Our patient also ingested ethanol, which may have contributed to his severe toxicity. Ethanol itself may have increased the serum lactate level or induced pancreatitis. Also, the interaction of ethanol with biguanide drugs has been shown to increase lactate levels both in animal and human studies.4
Another potential complicating factor was the elevated osmolal gap in our patient, unaccounted for by the serum ethanol level. The presence of a highly elevated osmolal gap (>20 mOsm/kg) is most frequently caused by exposure to toxic alcohols,22
and our patient had a progressively worsening metabolic acidosis, which would be consistent with toxic alcohol poisoning. However, our patient denied ingesting anything but ethanol and metformin, and his parents confirmed that they saw no evidence at home of exposure to products containing isopropanol, methanol, or ethylene glycol. An unexplained osmolal gap may be seen in several severe disease states, including shock or sepsis,22
and was also seen in four out of nine cases of fatal metformin toxicity,3
providing an alternate explanation for its presence. We believe our patient’s severe acidosis and osmolal gap is highly unlikely to have occurred from toxic alcohol exposure for several reasons. Firstly, there was no historical evidence supporting the ingestion of any alcohol other than ethanol. Secondly, the patient did not exhibit additional clinical signs of end-organ damage, such as visual complaints from methanol toxicity, nor calcium oxalate crystalluria from ethylene glycol.
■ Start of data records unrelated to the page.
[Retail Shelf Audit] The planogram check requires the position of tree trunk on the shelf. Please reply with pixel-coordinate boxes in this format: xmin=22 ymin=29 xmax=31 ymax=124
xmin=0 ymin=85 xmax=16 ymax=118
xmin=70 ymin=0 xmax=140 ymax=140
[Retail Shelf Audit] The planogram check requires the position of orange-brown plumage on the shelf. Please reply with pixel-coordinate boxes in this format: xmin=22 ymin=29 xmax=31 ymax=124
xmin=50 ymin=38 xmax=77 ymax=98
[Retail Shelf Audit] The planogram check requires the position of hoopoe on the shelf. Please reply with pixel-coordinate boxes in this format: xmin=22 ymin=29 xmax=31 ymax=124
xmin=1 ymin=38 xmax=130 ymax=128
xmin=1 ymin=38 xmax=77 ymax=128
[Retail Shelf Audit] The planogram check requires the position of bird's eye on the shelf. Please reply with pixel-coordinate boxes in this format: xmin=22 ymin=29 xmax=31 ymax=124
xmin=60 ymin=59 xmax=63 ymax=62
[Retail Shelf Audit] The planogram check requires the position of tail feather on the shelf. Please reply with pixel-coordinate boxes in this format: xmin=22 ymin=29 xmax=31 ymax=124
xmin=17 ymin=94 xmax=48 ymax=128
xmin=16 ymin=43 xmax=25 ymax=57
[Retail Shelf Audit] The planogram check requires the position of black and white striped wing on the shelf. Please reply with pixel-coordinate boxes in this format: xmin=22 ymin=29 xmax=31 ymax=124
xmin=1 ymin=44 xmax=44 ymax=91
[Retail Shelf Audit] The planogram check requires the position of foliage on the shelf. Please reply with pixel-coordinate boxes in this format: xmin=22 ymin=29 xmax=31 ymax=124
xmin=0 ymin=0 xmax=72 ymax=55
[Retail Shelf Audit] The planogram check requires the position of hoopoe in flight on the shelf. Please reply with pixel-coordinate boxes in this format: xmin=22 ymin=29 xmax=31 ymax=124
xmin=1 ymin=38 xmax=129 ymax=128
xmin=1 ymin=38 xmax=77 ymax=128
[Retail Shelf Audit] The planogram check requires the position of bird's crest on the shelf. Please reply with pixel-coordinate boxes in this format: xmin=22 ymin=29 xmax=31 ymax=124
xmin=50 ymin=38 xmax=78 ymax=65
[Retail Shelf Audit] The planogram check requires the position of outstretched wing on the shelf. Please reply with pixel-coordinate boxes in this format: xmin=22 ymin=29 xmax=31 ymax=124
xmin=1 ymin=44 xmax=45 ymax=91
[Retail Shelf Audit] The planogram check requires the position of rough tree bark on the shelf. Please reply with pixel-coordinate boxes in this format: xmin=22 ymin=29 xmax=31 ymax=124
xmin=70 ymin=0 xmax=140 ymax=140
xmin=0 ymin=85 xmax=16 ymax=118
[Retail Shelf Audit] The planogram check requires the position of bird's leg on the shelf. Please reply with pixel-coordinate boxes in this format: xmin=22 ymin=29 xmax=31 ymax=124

The patient did have an elevated initial serum creatinine of 2.1 mg/dL, but this did not worsen as would be expected from ethylene glycol poisoning. Also, he had no ketonuria as would occur with isopropanol ingestion. Ingestion of propylene glycol might result in presentation with lactic acidosis and renal insufficiency, but such exposures are rare and severe acidosis should not occur in the presence of a supra-“therapeutic” ethanol level. Even if our patient had had severe toxic alcohol poisoning, the treatment would have included alcohol dehydrogenase inhibition, which was already effected by the presence of ethanol, and hemodialysis, which was already planned to treat his severe metformin toxicity.